Fentanyl overdose deaths have surged during the coronavirus pandemic, likely driven by isolation, disrupted life routines, and decreased access to opioid use disorder (OUD) treatment and harm reduction services. Data from the Centers for Disease Control and Prevention show 2020 opioid overdose deaths rates in most U.S. states to be the highest in history , including in Massachusetts .
Methadone, a first-line medication for OUD, reduces all-cause and overdose mortality , increases treatment engagement, and prevents harm related to injection drug use, including HIV and hepatitis C [4, 5]. Patients face multiple barriers to accessing methadone in the U.S. Since methadone first became widely available for OUD in the 1970s, methadone for OUD is only available to outpatients through opioid treatment programs (OTPs).

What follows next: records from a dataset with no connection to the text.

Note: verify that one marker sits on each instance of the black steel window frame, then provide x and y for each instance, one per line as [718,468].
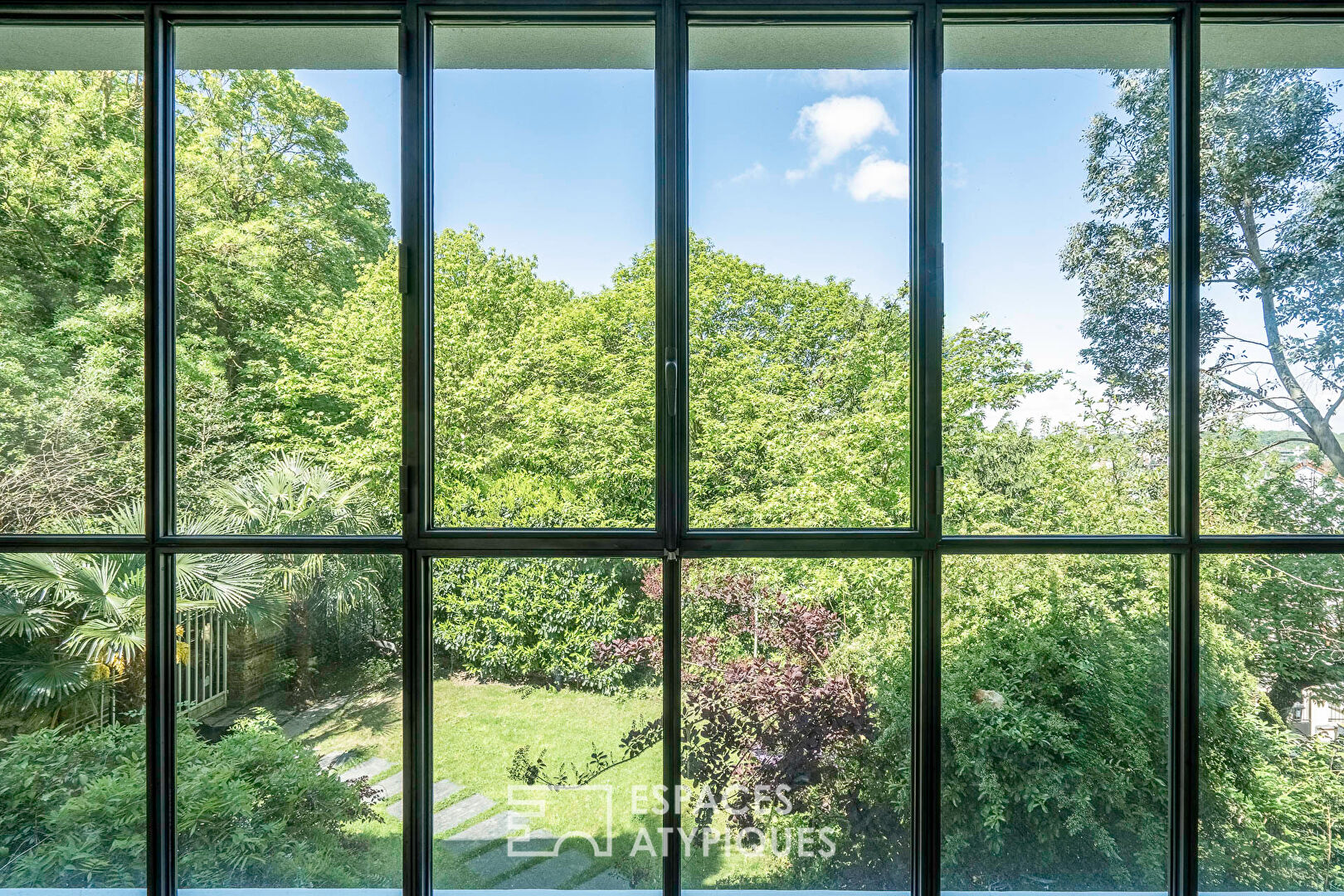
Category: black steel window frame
[418,542]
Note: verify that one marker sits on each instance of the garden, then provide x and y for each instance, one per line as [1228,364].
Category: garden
[548,672]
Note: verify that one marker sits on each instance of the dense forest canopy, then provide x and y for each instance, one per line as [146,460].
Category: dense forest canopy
[288,421]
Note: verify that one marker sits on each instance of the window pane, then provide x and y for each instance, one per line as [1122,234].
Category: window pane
[548,724]
[1272,689]
[71,277]
[1055,702]
[543,275]
[1057,345]
[1272,169]
[290,731]
[288,414]
[796,724]
[71,722]
[800,270]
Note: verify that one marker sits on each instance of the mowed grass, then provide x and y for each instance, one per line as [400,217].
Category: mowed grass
[477,730]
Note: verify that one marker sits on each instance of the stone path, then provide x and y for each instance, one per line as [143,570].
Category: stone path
[460,813]
[442,790]
[499,861]
[483,845]
[552,874]
[368,768]
[483,833]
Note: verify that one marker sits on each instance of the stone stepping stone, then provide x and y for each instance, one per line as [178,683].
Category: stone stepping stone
[387,787]
[552,874]
[335,759]
[498,861]
[366,768]
[611,879]
[460,813]
[305,719]
[481,833]
[442,790]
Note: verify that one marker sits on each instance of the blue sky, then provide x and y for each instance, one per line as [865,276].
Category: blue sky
[800,171]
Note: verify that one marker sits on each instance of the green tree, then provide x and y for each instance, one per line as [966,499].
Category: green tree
[1272,186]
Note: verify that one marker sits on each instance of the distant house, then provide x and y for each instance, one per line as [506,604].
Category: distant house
[1313,718]
[1313,477]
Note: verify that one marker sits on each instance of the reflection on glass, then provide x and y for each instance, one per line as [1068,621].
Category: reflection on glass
[800,334]
[796,724]
[548,724]
[71,271]
[71,720]
[1055,677]
[290,733]
[1057,347]
[543,275]
[1272,175]
[286,293]
[1272,703]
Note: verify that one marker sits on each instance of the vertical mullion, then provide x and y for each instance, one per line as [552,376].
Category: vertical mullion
[416,266]
[160,674]
[925,743]
[672,723]
[926,457]
[671,342]
[672,275]
[1183,879]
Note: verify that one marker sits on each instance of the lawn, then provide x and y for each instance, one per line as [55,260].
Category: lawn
[477,731]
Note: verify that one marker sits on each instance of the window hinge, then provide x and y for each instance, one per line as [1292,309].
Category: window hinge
[670,384]
[407,490]
[937,489]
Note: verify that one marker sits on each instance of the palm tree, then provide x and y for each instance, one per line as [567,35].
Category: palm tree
[295,496]
[73,625]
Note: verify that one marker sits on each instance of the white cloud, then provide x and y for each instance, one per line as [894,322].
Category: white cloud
[851,78]
[879,179]
[955,175]
[836,125]
[756,171]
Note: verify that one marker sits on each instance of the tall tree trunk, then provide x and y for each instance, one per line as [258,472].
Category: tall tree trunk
[1304,412]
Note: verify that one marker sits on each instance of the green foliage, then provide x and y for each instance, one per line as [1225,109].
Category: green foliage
[253,811]
[1272,175]
[290,353]
[535,622]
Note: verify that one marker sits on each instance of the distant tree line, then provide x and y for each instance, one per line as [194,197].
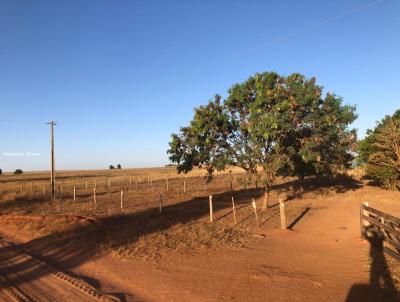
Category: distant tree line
[379,152]
[269,125]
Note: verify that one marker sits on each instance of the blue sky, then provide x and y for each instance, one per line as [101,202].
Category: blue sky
[120,76]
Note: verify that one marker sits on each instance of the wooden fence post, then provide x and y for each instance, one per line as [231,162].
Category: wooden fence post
[363,223]
[211,209]
[234,211]
[160,204]
[265,203]
[255,211]
[282,213]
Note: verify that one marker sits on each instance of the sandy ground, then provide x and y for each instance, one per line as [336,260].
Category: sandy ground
[321,258]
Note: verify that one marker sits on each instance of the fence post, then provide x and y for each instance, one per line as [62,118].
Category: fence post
[362,225]
[265,203]
[234,211]
[282,213]
[255,211]
[211,209]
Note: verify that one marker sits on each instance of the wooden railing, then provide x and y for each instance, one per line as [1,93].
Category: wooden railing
[380,228]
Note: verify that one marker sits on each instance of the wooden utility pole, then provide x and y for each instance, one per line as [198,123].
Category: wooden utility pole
[52,175]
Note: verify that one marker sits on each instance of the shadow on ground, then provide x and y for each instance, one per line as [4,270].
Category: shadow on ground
[66,250]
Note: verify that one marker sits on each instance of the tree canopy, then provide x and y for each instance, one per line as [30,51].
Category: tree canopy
[269,125]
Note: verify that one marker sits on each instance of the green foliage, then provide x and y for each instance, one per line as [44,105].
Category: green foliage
[269,125]
[18,171]
[379,152]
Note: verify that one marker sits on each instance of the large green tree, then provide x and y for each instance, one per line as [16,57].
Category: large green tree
[269,125]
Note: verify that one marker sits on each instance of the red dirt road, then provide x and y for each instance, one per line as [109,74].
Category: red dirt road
[322,259]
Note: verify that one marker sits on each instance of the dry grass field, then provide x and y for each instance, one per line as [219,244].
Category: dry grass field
[112,242]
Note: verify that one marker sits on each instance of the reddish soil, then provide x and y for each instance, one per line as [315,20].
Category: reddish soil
[320,258]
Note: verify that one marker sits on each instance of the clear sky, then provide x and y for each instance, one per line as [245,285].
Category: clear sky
[120,76]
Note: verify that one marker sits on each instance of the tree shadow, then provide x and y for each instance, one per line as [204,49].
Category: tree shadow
[298,218]
[381,286]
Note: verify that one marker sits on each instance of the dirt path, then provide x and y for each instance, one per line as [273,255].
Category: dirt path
[24,278]
[321,259]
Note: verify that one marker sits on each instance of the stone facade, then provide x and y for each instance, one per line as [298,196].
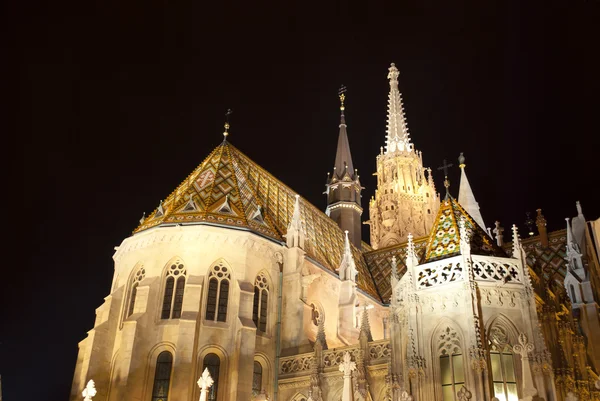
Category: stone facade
[237,275]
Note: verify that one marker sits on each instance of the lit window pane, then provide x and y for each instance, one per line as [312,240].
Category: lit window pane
[459,372]
[499,391]
[445,369]
[512,392]
[447,394]
[496,367]
[509,368]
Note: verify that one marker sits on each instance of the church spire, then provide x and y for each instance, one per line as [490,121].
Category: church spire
[397,129]
[343,185]
[465,195]
[343,158]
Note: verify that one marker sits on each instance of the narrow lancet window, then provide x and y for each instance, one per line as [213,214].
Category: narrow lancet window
[139,276]
[261,302]
[162,376]
[218,293]
[174,283]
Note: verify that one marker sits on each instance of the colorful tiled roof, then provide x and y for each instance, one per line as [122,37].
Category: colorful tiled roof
[444,239]
[380,264]
[229,189]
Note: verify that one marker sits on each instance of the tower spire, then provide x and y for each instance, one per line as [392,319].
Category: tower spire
[397,129]
[465,195]
[343,158]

The Drug Enforcement Agency and the Substance Abuse and Mental Health Services Administration license and certify OTPs, respectively, and set detailed requirements for clinic characteristics, patient eligibility, dosing standards, observed dosing, and counseling .
The number and capacity of OTPs nationally is insufficient . Restrictive zoning regulations, insufficient insurance coverage, and understaffing contribute to inadequate capacity, which can lead to long waits for intake appointments. Rural areas are particularly underserved, and patients may need to wait more than a year and commute long distances to access an OTP . Delays in treatment increase the risk of continued drug use, infectious complications, and overdose death while decreasing the likelihood of eventual treatment initiation . Black individuals, persons experiencing homelessness, and those with criminal justice involvement experience even higher barriers to methadone for OUD [10, 11] contributing to racial, ethnic, and socioeconomic treatment inequities.
The “72-hour rule” (Title 21, Code of Federal Regulations, Part 1306.07(b)) provides an important exception to the requirement that methadone for OUD only be provided outpatient in licensed and certified OTPs. This exception allows physicians who are not registered as an OTP to administer “narcotic drugs to a person for the purpose of relieving acute withdrawal symptoms” for up to three days while arranging for ongoing treatment . The medication must be administered directly to the patient and cannot be prescribed, and no more than one day’s medication may be administered at a time. To date, the 72-hour rule has been used primarily in emergency departments (EDs). Note that for inpatients admitted to the hospital for medical or surgical problems, there are no limits to administering methadone for withdrawal or OUD [12, 13].
Substance use disorder (SUD) bridge clinics [14,15,16], many of which are hospital-based, provide low-threshold, on-demand access to medications for addiction treatment and may have the clinical infrastructure needed to administer methadone for emergency opioid withdrawal management. Bridge clinics also have strong connections to community partners and expertise in linking patients to long-term OUD care. Thus far, bridge clinics have focused on low-barrier buprenorphine access. To our knowledge, there are no published examples of bridge clinic administration of methadone for emergency withdrawal management with linkage to long-term methadone treatment.
Application of the 72-hour rule in the bridge clinic setting promises benefits for patients. Rapid, low-barrier opioid withdrawal management can reduce ongoing opioid use and overdose risk, decrease avoidable ED presentations for opioid withdrawal, facilitate timely OTP referrals, and allow time to address barriers to OTP linkage. Here, we describe the first case of methadone administration for emergency opioid withdrawal treatment and direct OTP linkage in Faster Paths, a low-barrier outpatient bridge clinic at a safety net hospital in Boston, MA. The patient provided informed consent to publish this case report.
Faster Paths opened in 2016 and serves approximately 650 patients/year, offering rapid access to medications for addiction treatment; HIV, hepatitis C, and sexually transmitted infection prevention and treatment; harm reduction services; and linkage to long-term MOUD treatment and community resources . At the time of this case, medication services included buprenorphine and naltrexone for OUD; naloxone for opioid overdose reversal; naltrexone, acamprosate, and disulfiram for alcohol use disorder; and outpatient medical management of opioid, alcohol, and benzodiazepine withdrawal. The clinic is staffed by internal medicine physicians, many of whom are board certified in Addiction Medicine, nurse practitioners, a nurse care manager, and rotating fellows and residents. Referral sources include the ED, local addiction treatment and harm reduction programs, word of mouth, and the inpatient Addiction Consult Service.